4.1 Proving the Accuracy of a Root

After using an iterative method, you will be asked to prove that the root lies within a given interval, often specified to a certain number of decimal places (d.p.).

If you are asked to show a root \(\alpha\) is \(1.732\) to 3 d.p.:

You must test the lower bound and the upper bound of the interval that rounds to that value:

• Lower bound: \(1.7315\)
• Upper bound: \(1.7325\)

You must use the Change of Sign Principle on the original function, \(f(x)\).

1. Calculate \(f(1.7315)\). Show it is one sign (e.g., negative). 2. Calculate \(f(1.7325)\). Show it is the opposite sign (e.g., positive).

Since there is a change of sign over this interval, the actual root \(\alpha\) must lie between 1.7315 and 1.7325. Everything in this interval rounds to 1.732 (3 d.p.). Q.E.D.

4.2 Choosing the Right Tool

The numerical method you choose depends on the requirements of the problem.

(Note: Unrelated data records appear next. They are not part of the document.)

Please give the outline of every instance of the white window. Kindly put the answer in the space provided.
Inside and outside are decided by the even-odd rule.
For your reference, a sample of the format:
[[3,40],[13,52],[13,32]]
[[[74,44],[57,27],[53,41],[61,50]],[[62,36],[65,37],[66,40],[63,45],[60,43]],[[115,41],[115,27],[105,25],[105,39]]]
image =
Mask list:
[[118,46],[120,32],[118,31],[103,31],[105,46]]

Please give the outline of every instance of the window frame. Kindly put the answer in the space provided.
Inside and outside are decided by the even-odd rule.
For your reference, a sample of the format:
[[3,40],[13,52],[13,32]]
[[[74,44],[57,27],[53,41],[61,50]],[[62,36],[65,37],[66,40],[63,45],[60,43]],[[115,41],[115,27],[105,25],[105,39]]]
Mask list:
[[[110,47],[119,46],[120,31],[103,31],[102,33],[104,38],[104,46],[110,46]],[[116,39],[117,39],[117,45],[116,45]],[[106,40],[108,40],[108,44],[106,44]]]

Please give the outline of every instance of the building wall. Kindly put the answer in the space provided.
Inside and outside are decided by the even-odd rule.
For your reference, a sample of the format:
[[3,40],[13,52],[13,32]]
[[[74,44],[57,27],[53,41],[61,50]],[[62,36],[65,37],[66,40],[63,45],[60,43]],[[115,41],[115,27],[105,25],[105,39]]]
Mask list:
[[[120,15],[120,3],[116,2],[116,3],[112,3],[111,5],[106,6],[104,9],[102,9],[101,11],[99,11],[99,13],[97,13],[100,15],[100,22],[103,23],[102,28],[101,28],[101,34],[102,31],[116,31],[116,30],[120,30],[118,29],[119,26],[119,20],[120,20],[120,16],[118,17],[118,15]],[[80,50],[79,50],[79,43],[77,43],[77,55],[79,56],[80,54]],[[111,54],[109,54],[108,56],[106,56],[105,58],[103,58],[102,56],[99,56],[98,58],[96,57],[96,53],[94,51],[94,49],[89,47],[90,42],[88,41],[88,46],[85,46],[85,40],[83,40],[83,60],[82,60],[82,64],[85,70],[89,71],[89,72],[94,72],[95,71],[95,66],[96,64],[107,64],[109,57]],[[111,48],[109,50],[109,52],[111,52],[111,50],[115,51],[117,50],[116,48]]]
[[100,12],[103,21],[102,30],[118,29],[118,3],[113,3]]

Method	Purpose	Speed/Efficiency	Requirements/Notes
Change of Sign / Bisection	Locating and proving a root exists in an interval.	Slow but 100% reliable.	Function must be continuous.
Fixed Point Iteration (\(x_{n+1}=g(x_n)\))	Calculating a root iteratively.	Moderate. Convergence is not guaranteed.	Requires algebraic rearrangement. Works only if \(|\,g'(x)\;| < 1\) near the root.
Newton-Raphson	Calculating a root quickly.	Very fast convergence (usually).	Requires the derivative \(f'(x)\). Fails if \(f'(x) \approx 0\).

Final Encouragement: Numerical Methods is highly procedural. If you master the formulas and practice setting up the iteration processes correctly, you will find this chapter very rewarding. Good luck!